The output is determined by the level of Aggregate Demand (AD), so a discretionary fiscal policy can be used to increase Aggregate Demand and thus also increase the output. This measure would help to close the deflationary gap.
Discretionary Fiscal Policy is a demand-side policy that uses government spending and taxation policy to influence aggregate demand.
Contractionary Discretionary Fiscal Policy
When an economy is in a state where growth is getting out of control and therefore causing inflation and asset price bubbles, a contractionary fiscal policy can be used to rein in the inflation to a more sustainable level. A Contractionary Discretionary Policy will lower government spending and/or increase taxation. This policy will shift Aggregate Demand to the left (a decrease).
A fiscal policy is said to be tight or contractionary when revenue is higher than spending (i.e., the government budget is in surplus) and loose or expansionary when spending is higher than revenue (i.e., the budget is in deficit). The focus is not on the level of the deficit, but on the change in the deficit. A reduction of the deficit from $200 billion to $100 billion is said to be contractionary fiscal policy, even though the budget is still in deficit.
Expansionary Discretionary Fiscal Policy
Since, Aggregate Demand = Consumption + Investment + Government Spending + Net Exports, an Expansionary Policy will shift Aggregate Demand to the right. This kind of policy involves decreasing taxes and/or increasing government spending.
An Expansionary Discretionary Fiscal Policy is typically used in a recession. A decrease in taxation will lead to people having more money and consuming more. This should also increase aggregate demand and could lead to higher economic growth. However, it can also lead to inflation because of the higher demand in the economy.
Criticisms of Discretionary Fiscal Policy
1. Time Lag
Fiscal Policy is characterized by a time lag, which is the time between implementation of a policy and the actual effects being felt in the economy.
2. Expansionary Bias
It has an expansionary bias, no government or politician would implement a contractionary policy, so this means that expenditure will keep rising and taxes would probably not rise too.
Contractionary policy is difficult to implement because no one wants cuts in spending; education, defense, and health. It also can’t be maintained indefinitely.
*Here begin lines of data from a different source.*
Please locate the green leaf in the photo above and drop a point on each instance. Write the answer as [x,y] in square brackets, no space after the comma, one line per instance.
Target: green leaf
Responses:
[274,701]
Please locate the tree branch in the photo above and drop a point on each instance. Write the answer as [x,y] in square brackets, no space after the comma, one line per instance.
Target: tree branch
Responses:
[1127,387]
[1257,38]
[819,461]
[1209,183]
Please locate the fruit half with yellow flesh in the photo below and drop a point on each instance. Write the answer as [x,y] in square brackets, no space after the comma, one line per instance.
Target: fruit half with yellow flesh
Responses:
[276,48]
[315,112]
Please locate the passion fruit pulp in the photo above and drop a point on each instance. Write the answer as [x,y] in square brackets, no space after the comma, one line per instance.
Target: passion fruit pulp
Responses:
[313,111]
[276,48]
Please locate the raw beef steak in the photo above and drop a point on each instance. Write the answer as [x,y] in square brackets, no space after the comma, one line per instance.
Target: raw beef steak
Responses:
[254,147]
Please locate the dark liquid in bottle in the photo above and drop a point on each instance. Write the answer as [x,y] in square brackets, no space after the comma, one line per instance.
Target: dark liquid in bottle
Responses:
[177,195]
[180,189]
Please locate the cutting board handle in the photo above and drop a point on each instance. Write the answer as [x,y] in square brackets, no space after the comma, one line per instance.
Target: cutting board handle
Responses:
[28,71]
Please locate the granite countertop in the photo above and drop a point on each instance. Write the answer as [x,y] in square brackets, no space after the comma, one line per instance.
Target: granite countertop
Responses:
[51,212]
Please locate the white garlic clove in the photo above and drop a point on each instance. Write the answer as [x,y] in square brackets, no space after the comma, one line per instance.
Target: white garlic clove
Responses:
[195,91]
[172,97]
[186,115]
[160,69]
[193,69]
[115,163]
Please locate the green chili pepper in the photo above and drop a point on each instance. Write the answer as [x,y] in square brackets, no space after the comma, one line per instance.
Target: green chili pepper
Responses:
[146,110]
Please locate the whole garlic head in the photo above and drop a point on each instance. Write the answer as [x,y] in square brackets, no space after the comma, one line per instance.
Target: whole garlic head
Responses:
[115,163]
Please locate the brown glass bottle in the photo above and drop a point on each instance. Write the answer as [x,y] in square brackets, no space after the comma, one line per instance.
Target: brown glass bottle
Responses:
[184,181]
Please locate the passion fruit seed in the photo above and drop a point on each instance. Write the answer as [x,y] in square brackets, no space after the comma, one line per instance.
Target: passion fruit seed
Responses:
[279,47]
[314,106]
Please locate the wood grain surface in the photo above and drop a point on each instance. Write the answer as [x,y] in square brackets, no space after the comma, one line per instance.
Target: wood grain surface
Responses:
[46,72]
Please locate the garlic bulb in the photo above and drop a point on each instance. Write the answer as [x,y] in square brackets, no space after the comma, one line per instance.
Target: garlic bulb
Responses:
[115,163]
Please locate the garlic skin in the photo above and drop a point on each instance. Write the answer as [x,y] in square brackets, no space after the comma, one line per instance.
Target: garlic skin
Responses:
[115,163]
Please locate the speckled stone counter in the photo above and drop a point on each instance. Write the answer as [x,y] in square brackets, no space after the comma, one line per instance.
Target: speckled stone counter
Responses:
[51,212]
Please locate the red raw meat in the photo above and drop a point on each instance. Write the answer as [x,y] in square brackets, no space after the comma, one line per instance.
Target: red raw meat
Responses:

It is considered to be a short term tool.
4. Trade Deficit
Expansionary fiscal policy can lead to a higher trade deficit, as higher income leads to more expenditure on imports and a higher negative trade balance.
5. Crowding Out
An expansionary policy may lead to crowding out. Crowding out occurs when a big government borrows money which leads to higher interest rates for the private sector, which leads to less private investment.